In the postoperative period (2 weeks) patient showed feeble response to insulin (RBSL: 222 mg/dl) and there was no recovery in falling blood parameters. Patient had periodic stupor-like state with minimum recorded Glasgow coma scale score of 7 (E2 V1 M4) along with episodes of acute respiratory distress (respiratory rate: 36/min) and tachycardia (pulse: 120/min), followed by cardiac arrest from which he could not be resuscitated.

DISCUSSION

Extranodal natural killer/T-cell lymphoma is common in residents of South-East Asia, Central and South America with a male predominance.[4,5] EBV is considered as sine qua noncharacteristic in this type of lymphoma though this virus is usually linked with the etiology of B-cell lymphomas.[1]

Natural killer/T-cell lymphoma involves NK cell which are closely related to have features overlapping with T-cell lymphoma. WHO classification (2008)[2] replaced the older terminology of “angiocentric T-cell lymphoma” as proposed by REAL classification.[7] Previously it was recognized by different terminologies.[3,8]

Typically it presents as a granulomatous lesion around the nose accompanied by erythema and necrosis invading adjacent tissues including paranasal sinuses. Systemic spread can also occur.[4,6] ENKTCL has a very wide and vague clinical spectrum that can mimic a variety of reactive or nonreactive processes. An early diagnosis of ENKTCL is of prime importance as its spread to adjacent tissues, hinders the local function as well as attenuates the response to therapy. Both neoplastic and nonneoplastic entities should be considered in the differential diagnosis. Extensive necrosis is the characteristic feature of this tumor which is frequently misinterpreted as an infectious process.[7,9] This is also the cause of repeated biopsies.[4]

Extranodal natural killer/T-cell lymphoma has a variable histopathological spectrum. In the early stages, polymorphonuclear leucocytes, eosinophils and plasma cells can accompany lymphoma cells while in late stages tumor cells are masked by extensive necrosis and inflammation. Tumor cells vary in size and appearance. Cucumber-like cells are often seen. The nucleus often has an irregular nuclear folding and crumpled chromatin. Identification of tumor cells can also be done by tissue touch preparations for demonstrating cytoplasmic azurophilic granules.[4,6,9]

Angiocentricity, though a frequently noted feature of the ENKTCL, is not pathognomonic of this lymphoma. The prominent necrosis results from the angiodestructive effect of tumor cells and increased expression of chemokines in tumor cells-induced by EBV infection or release of cytotoxic proteins by NK cells.[5,7]

Immunophenotypically tumor cells are positive for cytoplasmic CD2, CD3 epsilon and CD56. CD43 and CD45RO can also be expressed. CD4, CD5, CD8, CD57 and surface CD3 are not expressed. Expression of T-cell intracellular antigen-1, granzyme B, perforin and EBV-RNA are also reported.[5,7,9] Expression of surface CD3, CD5 and T-cell receptor can be evaluated on lymphoma cells to differentiate NK cell from T-cell lymphoma.[6,7]

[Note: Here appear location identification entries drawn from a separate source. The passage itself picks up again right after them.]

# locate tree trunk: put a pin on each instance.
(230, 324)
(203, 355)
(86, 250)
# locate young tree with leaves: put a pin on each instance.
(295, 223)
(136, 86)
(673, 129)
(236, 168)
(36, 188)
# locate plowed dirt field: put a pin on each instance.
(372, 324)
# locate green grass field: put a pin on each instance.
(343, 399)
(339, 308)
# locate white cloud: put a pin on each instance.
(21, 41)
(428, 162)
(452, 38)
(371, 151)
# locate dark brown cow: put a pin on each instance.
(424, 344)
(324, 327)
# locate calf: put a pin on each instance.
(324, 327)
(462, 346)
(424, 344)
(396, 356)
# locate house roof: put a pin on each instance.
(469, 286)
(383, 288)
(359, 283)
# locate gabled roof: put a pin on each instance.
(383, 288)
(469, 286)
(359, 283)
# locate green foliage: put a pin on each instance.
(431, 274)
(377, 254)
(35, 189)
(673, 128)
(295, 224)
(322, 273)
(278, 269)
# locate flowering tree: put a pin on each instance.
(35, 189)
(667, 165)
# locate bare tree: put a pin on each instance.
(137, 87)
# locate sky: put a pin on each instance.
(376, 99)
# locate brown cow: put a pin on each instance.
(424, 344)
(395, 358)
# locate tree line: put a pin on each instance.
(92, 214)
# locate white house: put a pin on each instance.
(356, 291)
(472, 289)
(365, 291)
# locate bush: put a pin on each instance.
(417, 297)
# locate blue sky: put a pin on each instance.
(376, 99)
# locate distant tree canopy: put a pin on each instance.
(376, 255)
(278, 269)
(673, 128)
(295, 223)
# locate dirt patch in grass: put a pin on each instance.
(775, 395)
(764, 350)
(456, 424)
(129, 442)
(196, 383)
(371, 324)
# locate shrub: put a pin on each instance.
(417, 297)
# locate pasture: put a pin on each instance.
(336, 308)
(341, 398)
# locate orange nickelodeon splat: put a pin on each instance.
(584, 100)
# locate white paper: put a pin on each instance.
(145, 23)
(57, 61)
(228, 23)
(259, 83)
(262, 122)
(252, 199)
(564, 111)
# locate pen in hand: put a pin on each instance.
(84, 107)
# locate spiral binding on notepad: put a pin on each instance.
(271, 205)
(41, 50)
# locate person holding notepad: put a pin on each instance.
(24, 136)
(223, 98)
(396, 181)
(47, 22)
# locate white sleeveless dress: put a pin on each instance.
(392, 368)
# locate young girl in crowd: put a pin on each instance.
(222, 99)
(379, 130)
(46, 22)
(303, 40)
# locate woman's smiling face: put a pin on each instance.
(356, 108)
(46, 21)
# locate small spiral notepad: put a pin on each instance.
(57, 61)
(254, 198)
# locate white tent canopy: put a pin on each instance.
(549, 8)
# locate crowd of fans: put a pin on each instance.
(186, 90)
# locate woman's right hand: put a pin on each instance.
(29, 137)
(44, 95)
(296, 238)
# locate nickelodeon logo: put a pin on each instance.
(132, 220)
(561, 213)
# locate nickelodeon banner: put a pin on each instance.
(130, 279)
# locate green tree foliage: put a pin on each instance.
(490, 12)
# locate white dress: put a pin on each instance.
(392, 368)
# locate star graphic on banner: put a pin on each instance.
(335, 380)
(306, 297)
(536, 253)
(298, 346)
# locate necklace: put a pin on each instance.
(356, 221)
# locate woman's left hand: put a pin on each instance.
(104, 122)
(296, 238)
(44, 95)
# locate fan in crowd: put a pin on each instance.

Cytogenetic studies have shown frequent deletion in chromosome 6 (q21-q25) along with rearrangement, loss and gain in other chromosomes.[4,10] Conventional radiological investigations, CT scan and magnetic resonance imaging are required to establish the true extent of the disease and to predict invasiveness.[4]

To conclude, our case is unusual in its initial presentation and histology, for both directed us toward the possibility of a reactive process. Although rare, ENKTCL should be considered in the differential diagnosis of infective/inflammatory processes refractory to conventional therapy.

Our case was misdiagnosed due to - earlier atypical clinical character and history, insufficient sampling, associated diabetes diverting diagnosis in favor of infective etiology and absence of bone marrow involvement.

Footnotes

Source of Support: Nil.

Conflict of Interest: None declared.